Слабые и беззащитные у анласов одиноки не бывают. Кэйвинг Радда, которому служил отец Ротбирта, заботился о семье погибшего ратэста. Вырос Ротбирт с детьми других воинов.
Мальчик впервые попробовал хлеб в четырнадцать лет. Он до сих пор помнил это восхитительное, ни с чем не сравнимое ощущение, этот изумительный вкус…
…Мать он потерял при переходе через горы во время обвала — даже откопать её тело, чтобы предат ьогню, не представлялось возможным. Тот же обвал погубил и Радду, а с ним — и будущее ратэста Ротбирта. Его сын Хэста был на два года старше Ротбирта…
… - Что же дальше? — не выдержал Вадим. Приподнявшись на локте, он смотрел над рдеющими углями костра туда, где лежал замолчавший Ротбирт.

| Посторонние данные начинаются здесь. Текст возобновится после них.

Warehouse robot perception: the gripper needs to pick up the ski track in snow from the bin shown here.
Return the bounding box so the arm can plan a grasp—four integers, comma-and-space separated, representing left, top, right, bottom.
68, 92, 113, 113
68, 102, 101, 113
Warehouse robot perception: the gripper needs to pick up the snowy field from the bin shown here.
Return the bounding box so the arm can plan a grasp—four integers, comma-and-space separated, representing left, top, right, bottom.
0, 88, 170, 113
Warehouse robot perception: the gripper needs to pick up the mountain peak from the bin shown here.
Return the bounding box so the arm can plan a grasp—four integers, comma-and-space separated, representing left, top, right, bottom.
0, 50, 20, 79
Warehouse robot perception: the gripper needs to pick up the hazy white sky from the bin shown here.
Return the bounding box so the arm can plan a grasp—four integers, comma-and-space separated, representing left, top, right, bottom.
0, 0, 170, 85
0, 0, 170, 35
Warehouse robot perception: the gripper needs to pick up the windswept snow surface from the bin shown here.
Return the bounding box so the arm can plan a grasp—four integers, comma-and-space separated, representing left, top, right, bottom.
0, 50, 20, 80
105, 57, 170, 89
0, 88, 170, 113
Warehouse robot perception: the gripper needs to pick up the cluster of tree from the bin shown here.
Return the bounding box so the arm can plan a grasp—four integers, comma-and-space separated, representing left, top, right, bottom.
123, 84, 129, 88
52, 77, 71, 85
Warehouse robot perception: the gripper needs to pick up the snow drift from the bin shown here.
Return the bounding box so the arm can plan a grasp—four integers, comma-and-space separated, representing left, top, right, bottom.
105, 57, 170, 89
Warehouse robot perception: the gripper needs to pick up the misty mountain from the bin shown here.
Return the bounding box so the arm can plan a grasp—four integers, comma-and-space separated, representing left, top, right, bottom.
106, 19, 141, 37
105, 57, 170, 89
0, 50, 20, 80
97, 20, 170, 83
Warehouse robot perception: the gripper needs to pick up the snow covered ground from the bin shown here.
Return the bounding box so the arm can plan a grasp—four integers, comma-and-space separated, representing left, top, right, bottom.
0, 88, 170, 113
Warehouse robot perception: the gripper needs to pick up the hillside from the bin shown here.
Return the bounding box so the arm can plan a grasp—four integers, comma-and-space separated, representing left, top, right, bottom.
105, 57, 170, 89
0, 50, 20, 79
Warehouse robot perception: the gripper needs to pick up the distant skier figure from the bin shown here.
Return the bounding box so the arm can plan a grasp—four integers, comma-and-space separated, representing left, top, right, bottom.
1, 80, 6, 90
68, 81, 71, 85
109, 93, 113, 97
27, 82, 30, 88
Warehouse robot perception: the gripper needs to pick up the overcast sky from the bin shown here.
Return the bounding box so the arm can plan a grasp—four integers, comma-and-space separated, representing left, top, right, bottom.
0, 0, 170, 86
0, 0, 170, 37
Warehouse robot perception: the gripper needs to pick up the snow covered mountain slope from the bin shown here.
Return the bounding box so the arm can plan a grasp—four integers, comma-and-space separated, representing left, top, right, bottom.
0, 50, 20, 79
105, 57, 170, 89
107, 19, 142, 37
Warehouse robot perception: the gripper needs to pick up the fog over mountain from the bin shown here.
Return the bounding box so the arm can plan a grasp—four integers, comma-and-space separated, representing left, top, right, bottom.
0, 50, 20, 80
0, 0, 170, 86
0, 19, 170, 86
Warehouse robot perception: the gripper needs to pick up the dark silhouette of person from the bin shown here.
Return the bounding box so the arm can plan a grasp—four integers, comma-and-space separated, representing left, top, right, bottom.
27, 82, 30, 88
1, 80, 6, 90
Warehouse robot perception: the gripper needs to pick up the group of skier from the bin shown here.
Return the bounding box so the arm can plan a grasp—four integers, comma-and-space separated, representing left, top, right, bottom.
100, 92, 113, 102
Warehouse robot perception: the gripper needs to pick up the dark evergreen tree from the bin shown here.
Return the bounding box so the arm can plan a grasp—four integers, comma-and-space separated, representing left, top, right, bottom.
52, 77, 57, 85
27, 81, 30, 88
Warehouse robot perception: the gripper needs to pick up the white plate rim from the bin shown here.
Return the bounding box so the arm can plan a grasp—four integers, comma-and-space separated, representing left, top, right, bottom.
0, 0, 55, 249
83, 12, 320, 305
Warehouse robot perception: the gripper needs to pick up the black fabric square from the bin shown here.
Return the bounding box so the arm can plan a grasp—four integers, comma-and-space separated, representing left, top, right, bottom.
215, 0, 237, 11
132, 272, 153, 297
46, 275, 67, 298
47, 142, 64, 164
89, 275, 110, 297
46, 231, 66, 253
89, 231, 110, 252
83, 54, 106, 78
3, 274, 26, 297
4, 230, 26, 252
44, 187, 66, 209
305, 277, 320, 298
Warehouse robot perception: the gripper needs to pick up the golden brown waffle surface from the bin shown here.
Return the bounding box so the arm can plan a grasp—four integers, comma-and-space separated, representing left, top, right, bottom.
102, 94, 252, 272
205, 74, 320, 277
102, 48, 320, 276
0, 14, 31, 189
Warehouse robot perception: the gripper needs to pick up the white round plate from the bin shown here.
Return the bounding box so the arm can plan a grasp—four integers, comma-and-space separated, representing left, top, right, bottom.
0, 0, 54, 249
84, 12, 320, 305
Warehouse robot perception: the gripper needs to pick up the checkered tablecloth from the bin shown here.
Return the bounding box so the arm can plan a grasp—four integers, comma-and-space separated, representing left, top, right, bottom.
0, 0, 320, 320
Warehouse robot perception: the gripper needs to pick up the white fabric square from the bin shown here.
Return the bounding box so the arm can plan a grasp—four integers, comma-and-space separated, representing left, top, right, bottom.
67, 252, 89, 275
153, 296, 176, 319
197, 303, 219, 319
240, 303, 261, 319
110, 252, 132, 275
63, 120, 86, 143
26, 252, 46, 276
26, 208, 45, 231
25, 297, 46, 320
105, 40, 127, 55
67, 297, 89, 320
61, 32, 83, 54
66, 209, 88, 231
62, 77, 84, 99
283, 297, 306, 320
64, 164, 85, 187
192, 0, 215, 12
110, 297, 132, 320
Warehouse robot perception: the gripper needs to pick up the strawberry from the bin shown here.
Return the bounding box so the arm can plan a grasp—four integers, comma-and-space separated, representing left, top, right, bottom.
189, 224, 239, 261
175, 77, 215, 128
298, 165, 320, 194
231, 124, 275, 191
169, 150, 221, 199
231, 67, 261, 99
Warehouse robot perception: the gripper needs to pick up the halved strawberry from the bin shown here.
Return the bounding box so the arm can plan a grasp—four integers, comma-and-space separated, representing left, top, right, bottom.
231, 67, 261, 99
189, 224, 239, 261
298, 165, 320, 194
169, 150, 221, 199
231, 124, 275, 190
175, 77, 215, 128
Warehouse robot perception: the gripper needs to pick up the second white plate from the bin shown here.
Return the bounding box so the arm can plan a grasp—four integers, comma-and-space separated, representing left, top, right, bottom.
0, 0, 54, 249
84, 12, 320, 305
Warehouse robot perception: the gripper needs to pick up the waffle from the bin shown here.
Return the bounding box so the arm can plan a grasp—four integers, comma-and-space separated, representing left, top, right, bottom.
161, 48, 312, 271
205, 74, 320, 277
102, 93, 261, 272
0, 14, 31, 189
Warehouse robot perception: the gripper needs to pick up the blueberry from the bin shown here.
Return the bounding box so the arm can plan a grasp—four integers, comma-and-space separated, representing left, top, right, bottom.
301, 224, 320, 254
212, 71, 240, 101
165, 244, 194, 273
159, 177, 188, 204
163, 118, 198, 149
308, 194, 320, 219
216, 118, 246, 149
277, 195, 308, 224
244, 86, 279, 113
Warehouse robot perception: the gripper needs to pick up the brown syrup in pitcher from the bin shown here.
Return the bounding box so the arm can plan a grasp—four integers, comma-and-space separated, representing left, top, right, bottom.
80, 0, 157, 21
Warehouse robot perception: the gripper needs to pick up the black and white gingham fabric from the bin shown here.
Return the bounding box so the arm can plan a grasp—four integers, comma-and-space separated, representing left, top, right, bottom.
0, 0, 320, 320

Послышался вздох, потом — невесёлый смешок и распевный голос:
— Странное что-то
С кэйвинга дочкой
Вдруг приключилось.
Сватов не слали
К юной девице,
Дома порога
Нога жениха
Не перешагнула.
Воины крепко
Её сберегали,
Верностью честно
Они клялись —
Никто покой
Её не нарушил.
Никто не может
Вождю ответить,
Как это случилось,
От кого дочь
Понесла вдруг?!.
…Своей кормилице
На меч старинный
Над изголовьем висящий,
Чтоб сны покойны
У девы были,
Кивая тихо,
Открылась только,
Шепча украдкой:
"Меч этот —
Отец ребёнка!
Клянусь богами!
Меч этот в юношу
Оборотился,
С ним ночь провела я…"
Уже проходит
Девятый месяц.
Вот сын родился…
…Двенадцать лет минуло.
Без отца подрастает парнишка.
Но злое слово
Никто не смеет
Мальчику бросить.
Ему — двенадцать,
А ростом, статью —
Пятнадцатилетнему
Он не уступит.
Кулак — что молот.
Он крепко телом,
Он гибок в кости,
Как меч хороший,
Богами кованый.
Глаза парнишки —
Стальные цветом.
И, если взглядом
Недобрым глянет —
Он словно острым
Клинком ударит.
А волосы парня
Золотом сверкают,
Словно оковка
На рукояти.
Мать сына
Зовёт
Арнсакси.
"Клинок из стали," —
То имя значит!
За двести ярдов
Из лука большого —
Из эдлхантанга —
Стрелою парень
Быку глаз пронзает.
Щит пробивает
За двадцать ярдов
Брошенным дротом.
За сорок ярдов
Ударом акса
Перерубает копья он древко.
Мечом кольчугу
Двойного плетенья
Как мешковину,
Он рассекает.
Веслом гребёт он
Один часами,
Воинам взрослым
Не уступая.
В бурлящее море,
В волны холодные
С прибрежных утёсов
Без страха прыгнет
И проплывает
Шесть перестрелов.
Часами может
Бежать в доспехе,
Со всем оружьем,
По лесу, скалам,
Через речушки, холмы, овраги.
Не уступает парень дорогу
Ни волку, ни рыси,
Ни злому медведю,
Ни человеку!
В пиру — как взрослый,
В любви — как мужчина,
В бою — как воин.
Лучшим он равен!
Дед втихомолку
Внуком гордится.
Шепчутся женщины:
"Отец ублюдка —
Дьяус Однорукий,
Астовидату
Победитель,
Образ меча
Хитро принявший!"…
…Как-то под вечер
С товарищем лучшим
Во дворе дома
Арнакси боролся.
С сыном верного воина дедова
(Тэри мальчишку звали).
Чтоб поддразнить,
Чтоб раззадорить
Друга на схватку,
Тэри смеялся:
Мол, ты не знаешь,
Кто был отец твой!
Не жеребец ли
Из деда конюшен?
Мол, мастью соловой
Ему ты подходишь…
Вспыхнул Арнсакси!
Гнев разум застил!
Не рассчитав сил,
Сплеча ударил —
Словно не в шутку,
Словно не друга,
А в бою жарком
Врага побеждая!
Череп пробил он
Этим ударом.
Лучшего друга
В запале, по гневу,
Слепо убил он!!!
Видя, что сделал,
Пьяный от горя,
Кляня свою силу,
Коня оседлал он
И прочь помчался,
Чтоб никогда больше
Не возвращаться
К дому родному!
Чтоб беды больше
В слепом угаре
Не натворить бы… Конечно, не обо мне эта история, и сходство лишь в том, что и мне пришлось покинуть родной зинд…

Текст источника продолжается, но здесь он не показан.